Place on a tray in the oven for 10 minutes and then reduce the heat to 140C, Gas 2 for 20 minutes. If you have a probe thermometer, check that the filling has reached 70C. Cover with a loose double layer of foil to stop the pastry over-cooking if necessary.
I will use a bun tin with loose bottoms or small foil containers with high sides.
It is difficult to be accurate about the amount of filling you will need as it depends on the size of your pie tins, how thin you get the pastry etc. The above quantities made three generous individual pork pies.
Trex or butter might replace the lard although I haven’t tried it.
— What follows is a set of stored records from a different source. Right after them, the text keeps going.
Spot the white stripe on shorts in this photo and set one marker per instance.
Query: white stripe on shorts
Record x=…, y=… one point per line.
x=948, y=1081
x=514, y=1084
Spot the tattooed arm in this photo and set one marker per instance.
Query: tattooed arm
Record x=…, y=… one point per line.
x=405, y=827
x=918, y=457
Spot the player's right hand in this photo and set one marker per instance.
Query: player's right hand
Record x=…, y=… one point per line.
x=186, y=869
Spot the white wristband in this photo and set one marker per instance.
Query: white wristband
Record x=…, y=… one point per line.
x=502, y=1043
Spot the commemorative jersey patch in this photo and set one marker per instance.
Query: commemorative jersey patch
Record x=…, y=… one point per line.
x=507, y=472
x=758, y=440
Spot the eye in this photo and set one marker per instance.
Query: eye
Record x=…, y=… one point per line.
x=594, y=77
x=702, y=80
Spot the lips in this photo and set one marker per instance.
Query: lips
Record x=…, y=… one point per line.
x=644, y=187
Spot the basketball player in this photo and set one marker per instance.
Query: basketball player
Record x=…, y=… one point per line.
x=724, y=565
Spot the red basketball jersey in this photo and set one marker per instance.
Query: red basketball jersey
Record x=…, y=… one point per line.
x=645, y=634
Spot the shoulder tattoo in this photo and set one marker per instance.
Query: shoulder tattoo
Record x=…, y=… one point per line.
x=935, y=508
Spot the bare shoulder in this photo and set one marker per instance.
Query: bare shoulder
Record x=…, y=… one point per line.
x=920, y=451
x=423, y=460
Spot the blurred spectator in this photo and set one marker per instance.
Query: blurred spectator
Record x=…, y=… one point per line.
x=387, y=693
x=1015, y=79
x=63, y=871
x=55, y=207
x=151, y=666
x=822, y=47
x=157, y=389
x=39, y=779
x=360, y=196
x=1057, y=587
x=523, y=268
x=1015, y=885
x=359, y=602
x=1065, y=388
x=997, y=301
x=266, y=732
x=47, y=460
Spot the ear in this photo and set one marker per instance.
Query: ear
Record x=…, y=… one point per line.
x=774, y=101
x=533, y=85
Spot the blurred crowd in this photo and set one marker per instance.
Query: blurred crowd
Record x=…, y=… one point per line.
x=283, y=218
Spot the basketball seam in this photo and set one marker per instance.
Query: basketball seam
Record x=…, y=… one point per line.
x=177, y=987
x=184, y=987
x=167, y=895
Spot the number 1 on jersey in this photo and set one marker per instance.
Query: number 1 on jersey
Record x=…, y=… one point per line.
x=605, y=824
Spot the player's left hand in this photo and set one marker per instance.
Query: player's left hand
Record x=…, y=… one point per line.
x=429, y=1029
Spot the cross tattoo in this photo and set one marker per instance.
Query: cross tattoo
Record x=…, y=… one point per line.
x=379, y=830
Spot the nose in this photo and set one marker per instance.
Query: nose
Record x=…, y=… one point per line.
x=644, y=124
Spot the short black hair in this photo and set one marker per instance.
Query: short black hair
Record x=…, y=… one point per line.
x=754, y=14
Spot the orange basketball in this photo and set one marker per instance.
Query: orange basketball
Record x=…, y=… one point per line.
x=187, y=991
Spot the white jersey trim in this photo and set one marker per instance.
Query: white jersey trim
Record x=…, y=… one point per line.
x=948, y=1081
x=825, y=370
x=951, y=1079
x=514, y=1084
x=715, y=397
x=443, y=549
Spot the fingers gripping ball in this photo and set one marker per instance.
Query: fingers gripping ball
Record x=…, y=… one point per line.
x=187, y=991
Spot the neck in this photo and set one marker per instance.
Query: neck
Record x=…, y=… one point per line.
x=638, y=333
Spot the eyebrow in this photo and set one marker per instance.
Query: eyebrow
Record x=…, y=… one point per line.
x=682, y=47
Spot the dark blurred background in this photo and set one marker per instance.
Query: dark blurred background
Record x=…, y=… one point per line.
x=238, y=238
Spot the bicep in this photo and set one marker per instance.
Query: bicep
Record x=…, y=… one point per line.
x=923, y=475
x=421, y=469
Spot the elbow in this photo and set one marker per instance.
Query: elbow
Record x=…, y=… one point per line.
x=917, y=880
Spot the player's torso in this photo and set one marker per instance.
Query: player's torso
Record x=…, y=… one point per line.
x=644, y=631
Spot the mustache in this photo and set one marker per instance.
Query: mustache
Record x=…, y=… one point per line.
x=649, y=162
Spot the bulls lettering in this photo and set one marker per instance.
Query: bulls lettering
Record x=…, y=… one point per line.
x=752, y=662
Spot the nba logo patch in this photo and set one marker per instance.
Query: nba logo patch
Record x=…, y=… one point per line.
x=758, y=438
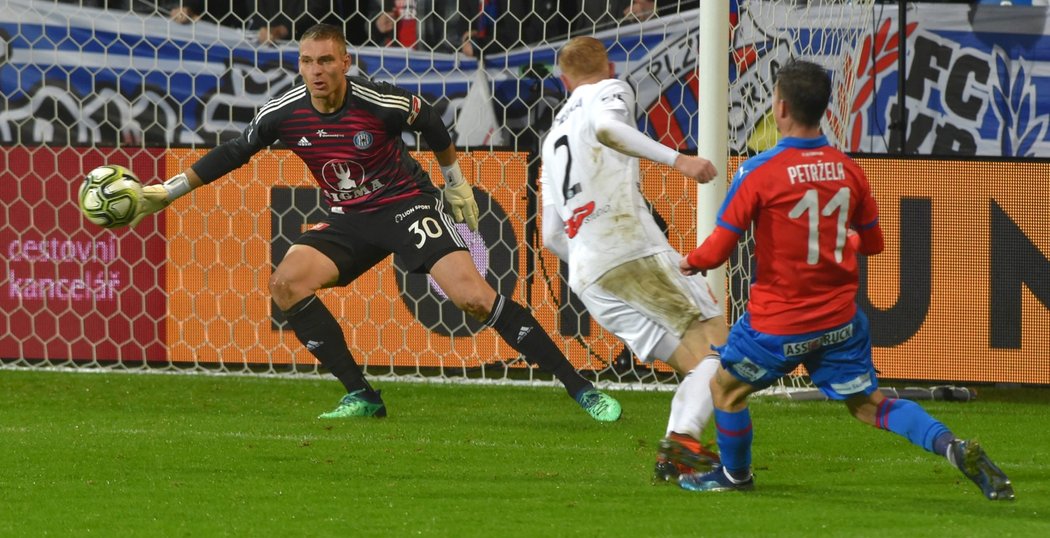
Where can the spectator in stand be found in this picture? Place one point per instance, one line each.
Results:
(225, 13)
(284, 20)
(639, 11)
(397, 24)
(483, 30)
If I was experimenting with a wheat-free flour, I’d try adding about a teaspoon of xanthium gum to the flour – but no guarantees!
Vegetable fillings are equally possible but will need part-cooking beforehand so that the mix has cooled. I’ve used: sauted onion, mushroom, courgette, potato, fresh thyme, seasoning.
If you want to chill the pies, you might consider adding some “jelly”: a stock pot/cube, a little water and some gelatine to make the jelly that is poured into the steam hole. Good to do this while the pie is still warm and itwill spread through the pie.